Two people can share the same birthday and have profoundly different physiological profiles. One may carry the cellular and metabolic signatures of someone a decade younger; the other may show markers consistent with significant biological wear. Chronological age counts calendar years. Biological age attempts to measure something more meaningful: how your body is actually functioning at a cellular and systemic level, and how that compares to population norms for your age group.
How biological age is measured
The most discussed tools in biological age research are epigenetic clocks. These algorithms analyse patterns of DNA methylation, chemical tags on the genome that shift in predictable ways as cells age. Steve Horvath’s clock, published in 2013 in Genome Biology, was among the first to demonstrate that methylation patterns across hundreds of genomic sites correlate strongly with chronological age across diverse tissue types. More recent iterations, such as GrimAge and PhenoAge, go further by incorporating clinical biomarkers and linking methylation patterns to mortality risk rather than age alone.
Telomere length is another commonly cited biological age marker. Telomeres are protective caps on chromosomes that shorten with each cell division. Shorter telomeres are associated with cellular senescence and have been linked to age-related disease in observational research, though telomere length is highly variable between individuals and is not used in isolation as a reliable measure.
Metabolic markers add another layer. Fasting glucose, insulin sensitivity, lipid profiles, and markers of liver function reflect how efficiently your body is processing energy and managing systemic load. Inflammatory markers, particularly high-sensitivity C-reactive protein and interleukin-6, have featured in longevity research as indicators of low-grade chronic inflammation, which is increasingly understood as a driver of biological ageing rather than simply a consequence of it.
What accelerates biological ageing
Sustained metabolic dysfunction is among the most well-documented accelerants.

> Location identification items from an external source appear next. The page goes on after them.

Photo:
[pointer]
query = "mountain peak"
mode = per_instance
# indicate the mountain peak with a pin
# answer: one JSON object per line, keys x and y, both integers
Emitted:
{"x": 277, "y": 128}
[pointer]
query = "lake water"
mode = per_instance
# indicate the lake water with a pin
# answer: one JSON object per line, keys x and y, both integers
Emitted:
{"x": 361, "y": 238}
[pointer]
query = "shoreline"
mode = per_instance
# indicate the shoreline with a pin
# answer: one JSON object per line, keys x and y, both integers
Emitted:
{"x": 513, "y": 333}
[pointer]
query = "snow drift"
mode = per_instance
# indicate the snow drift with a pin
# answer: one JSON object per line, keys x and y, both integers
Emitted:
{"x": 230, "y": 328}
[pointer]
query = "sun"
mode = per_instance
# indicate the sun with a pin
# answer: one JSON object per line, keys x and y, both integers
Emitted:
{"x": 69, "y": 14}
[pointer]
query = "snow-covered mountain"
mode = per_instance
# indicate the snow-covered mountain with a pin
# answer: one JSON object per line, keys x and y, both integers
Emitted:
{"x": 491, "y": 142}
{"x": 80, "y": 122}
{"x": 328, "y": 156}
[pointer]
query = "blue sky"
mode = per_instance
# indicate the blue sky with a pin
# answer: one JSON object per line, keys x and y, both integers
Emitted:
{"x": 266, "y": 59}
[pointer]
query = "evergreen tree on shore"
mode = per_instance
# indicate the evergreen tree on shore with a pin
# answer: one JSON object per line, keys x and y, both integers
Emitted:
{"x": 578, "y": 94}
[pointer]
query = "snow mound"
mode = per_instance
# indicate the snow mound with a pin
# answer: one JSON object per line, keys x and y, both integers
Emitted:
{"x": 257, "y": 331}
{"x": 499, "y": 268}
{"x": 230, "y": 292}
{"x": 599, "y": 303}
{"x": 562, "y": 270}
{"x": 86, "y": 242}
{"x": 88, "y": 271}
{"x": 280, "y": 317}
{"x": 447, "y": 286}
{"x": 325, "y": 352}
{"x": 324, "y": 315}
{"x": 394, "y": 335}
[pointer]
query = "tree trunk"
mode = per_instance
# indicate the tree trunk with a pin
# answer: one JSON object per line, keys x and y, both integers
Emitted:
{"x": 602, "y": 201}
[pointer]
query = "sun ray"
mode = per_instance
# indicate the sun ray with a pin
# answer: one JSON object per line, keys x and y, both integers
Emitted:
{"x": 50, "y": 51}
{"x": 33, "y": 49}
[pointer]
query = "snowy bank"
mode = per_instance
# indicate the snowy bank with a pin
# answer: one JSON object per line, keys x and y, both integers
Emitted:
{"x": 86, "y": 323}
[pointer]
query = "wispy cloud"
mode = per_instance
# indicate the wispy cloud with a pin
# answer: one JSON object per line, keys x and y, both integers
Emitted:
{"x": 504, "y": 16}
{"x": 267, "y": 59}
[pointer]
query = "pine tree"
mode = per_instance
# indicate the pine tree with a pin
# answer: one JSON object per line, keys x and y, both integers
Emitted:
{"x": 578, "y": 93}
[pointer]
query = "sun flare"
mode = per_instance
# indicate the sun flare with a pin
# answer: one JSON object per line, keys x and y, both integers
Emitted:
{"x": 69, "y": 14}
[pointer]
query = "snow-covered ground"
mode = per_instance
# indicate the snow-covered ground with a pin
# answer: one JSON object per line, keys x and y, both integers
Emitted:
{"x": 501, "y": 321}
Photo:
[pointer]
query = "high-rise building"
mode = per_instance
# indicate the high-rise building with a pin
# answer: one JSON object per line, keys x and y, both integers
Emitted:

Insulin resistance, visceral adiposity, and dyslipidaemia are consistently associated with accelerated epigenetic ageing in population studies. The mechanisms involve chronic oxidative stress, mitochondrial dysfunction, and the inflammatory signalling that follows.
Sleep deprivation has measurable effects on biological age markers. Research published in journals including Nature Communications has linked short sleep duration and poor sleep quality to accelerated DNA methylation ageing. Chronic psychological stress produces similar patterns, with elevated cortisol contributing to systemic inflammation and disrupted cellular repair processes.
Sedentary behaviour, highly processed dietary patterns, and smoking are all associated with accelerated biological ageing in the epidemiological literature. The common thread is sustained cellular stress without adequate recovery, repair, and resolution.
What the research shows can slow it
The evidence base for slowing biological ageing is more developed in some areas than others. Regular physical activity, particularly combinations of aerobic and resistance training, consistently associates with favourable biological age markers in observational and interventional research. The mechanisms are reasonably well understood: exercise stimulates mitochondrial biogenesis, reduces inflammatory signalling, and supports metabolic regulation.
Dietary quality, particularly patterns characterised by adequate protein, micronutrient density, and limited ultra-processed food, shows associations with slower biological ageing across multiple study designs. The Mediterranean dietary pattern has been studied in this context with reasonably consistent findings, though causality is difficult to isolate.
Sleep optimisation, stress management, and maintaining healthy metabolic markers round out what the current evidence most reliably supports. A range of pharmaceutical and nutraceutical interventions are being actively studied in longevity research, including compounds that target cellular senescence and mitochondrial function. The science in this area is developing. Some findings are promising; few are yet definitive at the level of clinical recommendation.
What a clinical assessment adds
Population-level research tells you what associates with slower biological ageing. A clinical assessment tells you where you currently sit and what is most relevant to your individual profile.
Establishing a baseline across relevant biomarkers, including metabolic, inflammatory, and hormonal markers, gives you a reference point. Repeat testing over time allows you to track whether lifestyle changes or clinical interventions are producing measurable shifts. It also surfaces factors that are not visible from the outside: insulin resistance can be well advanced before symptoms appear; inflammatory markers can be elevated without obvious cause.
The value of measurement is not anxiety about numbers. It is the ability to make decisions based on your actual biology rather than assumptions about what your age means for your health.
Biological age research is still maturing. The markers we have are informative, not definitive. But understanding where your body is functioning relative to your chronological age, and what factors are driving that picture, is a more useful starting point for health decisions than age alone.